Bilateral monopoly:
A bilateral monopoly is said to exist when one producer has an output monopoly and there is only one buyer for the product. The following table will help you to understand the concepts of perfect competition, monopoly and bilateral monopoly.
Since there is only one demander and one seller, the price and quantity will be determined by negotiation. However, we can always find the upper and lower limits of price and quantities. We will consider the single seller as all powerful and the single buyer as all powerful, alternatively. The situation is described by the following figure.
DD is the demand curve and MR is the marginal revenue curve. MCS is the marginal cost curve of the single seller. If the monopolist seller is all powerful, she will make the buyer behave as if there were many buyers. She will equate MCS to MR and will produce XS and will charge price Ps.

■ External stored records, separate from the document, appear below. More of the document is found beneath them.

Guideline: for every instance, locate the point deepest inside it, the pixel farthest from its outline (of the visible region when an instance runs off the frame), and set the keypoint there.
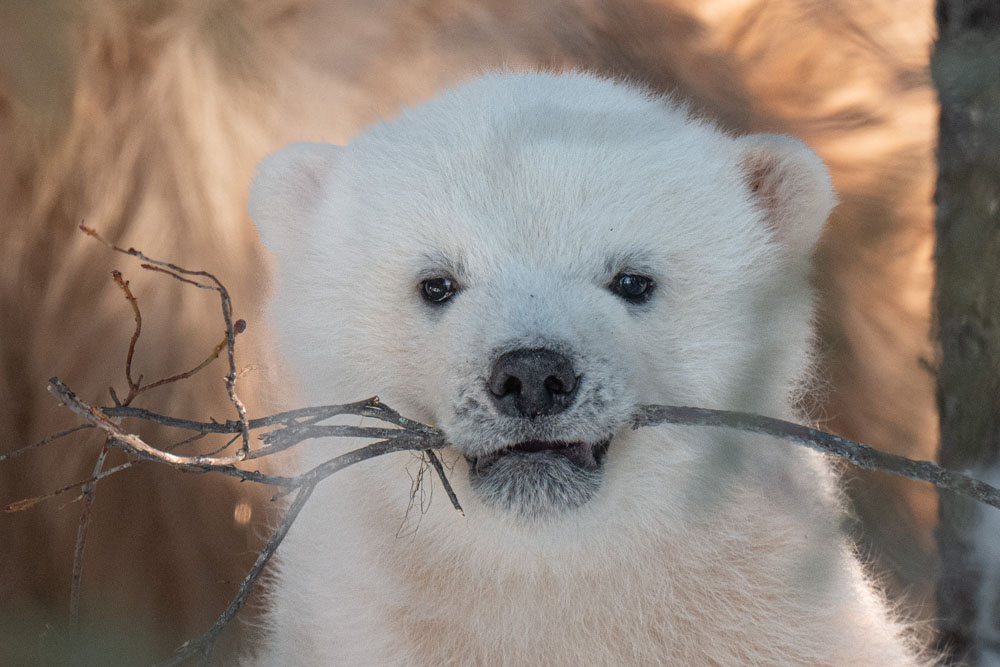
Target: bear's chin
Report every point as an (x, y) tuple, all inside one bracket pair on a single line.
[(537, 479)]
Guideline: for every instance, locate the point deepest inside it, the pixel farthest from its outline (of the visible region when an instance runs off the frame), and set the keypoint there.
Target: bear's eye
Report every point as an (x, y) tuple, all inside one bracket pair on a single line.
[(631, 287), (438, 290)]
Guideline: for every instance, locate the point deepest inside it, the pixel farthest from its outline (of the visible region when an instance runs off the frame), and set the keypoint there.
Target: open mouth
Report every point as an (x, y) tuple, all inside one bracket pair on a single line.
[(588, 456), (538, 478)]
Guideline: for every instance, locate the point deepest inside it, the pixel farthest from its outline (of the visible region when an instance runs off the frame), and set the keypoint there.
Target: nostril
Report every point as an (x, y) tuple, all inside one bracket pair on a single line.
[(532, 382)]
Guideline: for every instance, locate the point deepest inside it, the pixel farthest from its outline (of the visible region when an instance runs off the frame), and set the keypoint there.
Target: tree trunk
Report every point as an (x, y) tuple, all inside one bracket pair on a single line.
[(966, 71)]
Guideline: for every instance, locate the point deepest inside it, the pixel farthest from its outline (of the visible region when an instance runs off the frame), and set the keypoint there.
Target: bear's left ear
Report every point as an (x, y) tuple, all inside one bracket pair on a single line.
[(791, 185), (286, 191)]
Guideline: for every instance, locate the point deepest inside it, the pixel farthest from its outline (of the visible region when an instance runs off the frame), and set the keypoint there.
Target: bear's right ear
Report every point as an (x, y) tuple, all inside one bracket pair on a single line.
[(791, 185), (288, 187)]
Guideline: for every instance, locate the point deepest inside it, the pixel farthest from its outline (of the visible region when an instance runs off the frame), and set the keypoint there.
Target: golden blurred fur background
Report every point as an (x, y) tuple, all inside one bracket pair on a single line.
[(144, 119)]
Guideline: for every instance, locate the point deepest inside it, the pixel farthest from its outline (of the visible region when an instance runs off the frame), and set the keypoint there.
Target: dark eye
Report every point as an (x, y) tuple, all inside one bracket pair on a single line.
[(631, 287), (438, 290)]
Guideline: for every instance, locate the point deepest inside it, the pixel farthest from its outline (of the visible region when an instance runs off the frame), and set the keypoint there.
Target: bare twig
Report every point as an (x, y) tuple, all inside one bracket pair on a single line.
[(202, 646), (133, 385), (436, 462), (856, 453), (44, 441), (89, 493), (232, 328)]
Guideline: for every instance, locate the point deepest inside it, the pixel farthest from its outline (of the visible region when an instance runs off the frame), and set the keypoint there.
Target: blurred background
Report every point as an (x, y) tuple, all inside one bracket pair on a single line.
[(144, 119)]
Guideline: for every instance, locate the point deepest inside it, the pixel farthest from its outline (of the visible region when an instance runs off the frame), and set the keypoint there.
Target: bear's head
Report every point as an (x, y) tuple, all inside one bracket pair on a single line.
[(527, 258)]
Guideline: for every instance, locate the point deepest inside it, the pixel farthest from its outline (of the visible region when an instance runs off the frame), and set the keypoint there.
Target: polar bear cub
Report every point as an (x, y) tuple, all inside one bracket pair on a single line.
[(523, 261)]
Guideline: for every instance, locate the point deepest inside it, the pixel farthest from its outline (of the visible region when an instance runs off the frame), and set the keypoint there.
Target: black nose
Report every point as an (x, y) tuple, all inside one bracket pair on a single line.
[(529, 383)]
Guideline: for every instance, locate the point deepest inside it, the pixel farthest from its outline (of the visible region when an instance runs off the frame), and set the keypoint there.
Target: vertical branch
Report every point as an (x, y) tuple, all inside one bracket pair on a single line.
[(967, 257), (88, 494)]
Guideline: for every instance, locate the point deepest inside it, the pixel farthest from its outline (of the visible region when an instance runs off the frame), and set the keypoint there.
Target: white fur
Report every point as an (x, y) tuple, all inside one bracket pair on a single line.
[(701, 546)]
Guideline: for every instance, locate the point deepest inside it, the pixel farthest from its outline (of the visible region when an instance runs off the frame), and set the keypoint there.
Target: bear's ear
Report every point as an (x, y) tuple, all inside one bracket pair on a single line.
[(791, 185), (288, 187)]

However, if the single buyers is the all powerful, she can make the monopolist behave like a perfect competitor. Thus, the MCS would be the supply curve of the monopolist. Corresponding to this supply curve, we can construct the MCB curve, which shows the marginal cost of buying an additional unit. MCB exceeds the price because in order to purchase an additional unit, the buyer must pay a price and that higher price must pertain to all the units purchased.

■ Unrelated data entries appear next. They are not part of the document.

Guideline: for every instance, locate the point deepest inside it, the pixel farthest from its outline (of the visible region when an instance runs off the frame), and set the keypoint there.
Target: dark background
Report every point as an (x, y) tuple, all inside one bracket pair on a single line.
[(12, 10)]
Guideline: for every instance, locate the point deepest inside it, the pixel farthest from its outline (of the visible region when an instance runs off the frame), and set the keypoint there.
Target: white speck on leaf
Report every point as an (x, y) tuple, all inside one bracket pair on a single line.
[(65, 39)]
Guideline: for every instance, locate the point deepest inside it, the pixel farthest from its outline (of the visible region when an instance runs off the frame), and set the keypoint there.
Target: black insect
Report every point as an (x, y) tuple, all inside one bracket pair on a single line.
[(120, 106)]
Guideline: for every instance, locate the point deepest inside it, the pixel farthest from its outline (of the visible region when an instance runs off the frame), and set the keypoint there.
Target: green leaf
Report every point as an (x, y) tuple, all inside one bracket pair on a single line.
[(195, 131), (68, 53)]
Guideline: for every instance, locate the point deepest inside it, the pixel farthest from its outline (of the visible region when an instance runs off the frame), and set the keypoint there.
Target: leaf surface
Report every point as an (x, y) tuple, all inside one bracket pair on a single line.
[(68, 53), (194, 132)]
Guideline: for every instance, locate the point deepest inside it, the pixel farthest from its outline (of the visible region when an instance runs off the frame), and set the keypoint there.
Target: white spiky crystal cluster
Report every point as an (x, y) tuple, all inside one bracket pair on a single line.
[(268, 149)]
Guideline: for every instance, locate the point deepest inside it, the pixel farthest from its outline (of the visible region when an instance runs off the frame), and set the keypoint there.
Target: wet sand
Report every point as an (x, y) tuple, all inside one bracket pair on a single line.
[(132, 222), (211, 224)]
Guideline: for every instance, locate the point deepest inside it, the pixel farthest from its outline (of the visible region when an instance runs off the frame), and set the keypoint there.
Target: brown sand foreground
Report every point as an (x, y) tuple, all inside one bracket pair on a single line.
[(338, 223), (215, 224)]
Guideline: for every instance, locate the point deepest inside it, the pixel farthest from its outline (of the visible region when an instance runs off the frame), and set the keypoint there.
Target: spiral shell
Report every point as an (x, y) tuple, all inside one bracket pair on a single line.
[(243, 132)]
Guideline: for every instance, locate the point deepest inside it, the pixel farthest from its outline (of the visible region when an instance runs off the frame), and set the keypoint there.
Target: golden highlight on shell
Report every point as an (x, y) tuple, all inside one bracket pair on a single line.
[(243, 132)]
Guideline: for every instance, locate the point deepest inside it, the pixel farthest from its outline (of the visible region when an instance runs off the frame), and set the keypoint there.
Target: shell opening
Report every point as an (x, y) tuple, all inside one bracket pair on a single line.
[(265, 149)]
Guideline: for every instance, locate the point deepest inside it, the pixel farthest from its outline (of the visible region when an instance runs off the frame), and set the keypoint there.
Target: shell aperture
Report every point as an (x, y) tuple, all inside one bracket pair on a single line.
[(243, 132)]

The buyer equates her marginal cost of buying an additional unit with the marginal value of an additional unit (as given by the demand curve) and purchases XB amount. Since the seller is behaving like a competitor with supply curve MCs, she will sell the XB units at per unit price PB. The actual solution for the bilateral monopoly problem is indeterminate, depending on the bargaining power of the seller and the buyer.